Dutch retailer Royal Ahold has today (1 December) posted third quarter profits of EUR207m (US$272m), up from a net loss of EUR241m in the same period of last year, when the company was hit by a EUR585m class action settlement linked to an accounting scandal at its US Foodservice unit.

Net sales edged up 0.7% from last year's results to EUR10.3bn.

Ahold operates several European grocery chains, including its flagship supermarket Albert Heijn, along with a number of supermarkets in the US, including Stop & Shop, Giant-Landover, Tops and Giant-Carlisle.

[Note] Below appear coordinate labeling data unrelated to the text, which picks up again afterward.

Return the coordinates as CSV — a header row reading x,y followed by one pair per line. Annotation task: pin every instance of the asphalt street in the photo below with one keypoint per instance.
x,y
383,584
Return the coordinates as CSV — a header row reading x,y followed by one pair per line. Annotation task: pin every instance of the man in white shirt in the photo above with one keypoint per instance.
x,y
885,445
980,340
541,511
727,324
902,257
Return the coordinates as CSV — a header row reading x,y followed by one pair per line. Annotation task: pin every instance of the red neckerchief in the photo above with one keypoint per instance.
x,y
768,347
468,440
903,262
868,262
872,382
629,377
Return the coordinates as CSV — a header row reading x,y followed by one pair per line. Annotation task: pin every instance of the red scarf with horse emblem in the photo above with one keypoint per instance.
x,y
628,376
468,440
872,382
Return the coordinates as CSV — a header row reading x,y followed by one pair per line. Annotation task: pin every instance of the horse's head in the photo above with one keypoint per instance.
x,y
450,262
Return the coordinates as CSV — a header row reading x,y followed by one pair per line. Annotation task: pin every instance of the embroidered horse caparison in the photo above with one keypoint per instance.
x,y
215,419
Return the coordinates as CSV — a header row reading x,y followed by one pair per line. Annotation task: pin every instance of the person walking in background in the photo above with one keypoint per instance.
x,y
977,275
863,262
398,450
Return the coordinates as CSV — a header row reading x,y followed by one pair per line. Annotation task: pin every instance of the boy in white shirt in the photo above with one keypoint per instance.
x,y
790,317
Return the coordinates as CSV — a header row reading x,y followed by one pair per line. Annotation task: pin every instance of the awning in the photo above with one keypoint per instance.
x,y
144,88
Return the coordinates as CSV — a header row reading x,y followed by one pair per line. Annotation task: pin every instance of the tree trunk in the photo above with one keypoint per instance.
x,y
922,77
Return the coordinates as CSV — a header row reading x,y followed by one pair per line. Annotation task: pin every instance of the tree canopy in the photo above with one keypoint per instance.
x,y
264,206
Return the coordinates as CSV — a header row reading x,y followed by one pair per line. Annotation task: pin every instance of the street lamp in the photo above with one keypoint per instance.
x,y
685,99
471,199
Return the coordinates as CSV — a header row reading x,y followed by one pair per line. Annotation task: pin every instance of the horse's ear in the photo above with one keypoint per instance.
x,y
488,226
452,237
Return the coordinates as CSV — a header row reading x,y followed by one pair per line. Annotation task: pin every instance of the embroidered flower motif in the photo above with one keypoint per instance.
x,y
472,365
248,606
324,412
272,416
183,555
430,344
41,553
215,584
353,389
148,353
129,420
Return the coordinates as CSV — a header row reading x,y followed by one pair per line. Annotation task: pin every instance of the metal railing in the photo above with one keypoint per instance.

Despite the return to profitability, Ahold said intensifying competition and a weaker economy was hitting its margins in the US. The retailer warned of a tough fourth quarter ahead, with these conditions expected to continue putting pressure on margins. The Stop & Shop and Giant-Landover operating margin fell from 5.3% to 4.4%, the retailer said.

"As we anticipated, the third quarter was more challenging than the second quarter for US retail, reflecting increased competitor activity and weaker economic conditions, leading to margin pressure," Ahold CEO Anders Moberg said in a statement. "We expect the fourth quarter to be equally challenging."

Earlier last month, Ahold unveiled plans to sell its US Foodservice unit and its Tops stores in New York and Pennsylvania. The company also intends to divest from its retail activities in Poland, Slovakia and Portugal, signalling a return to its core US and European retail businesses.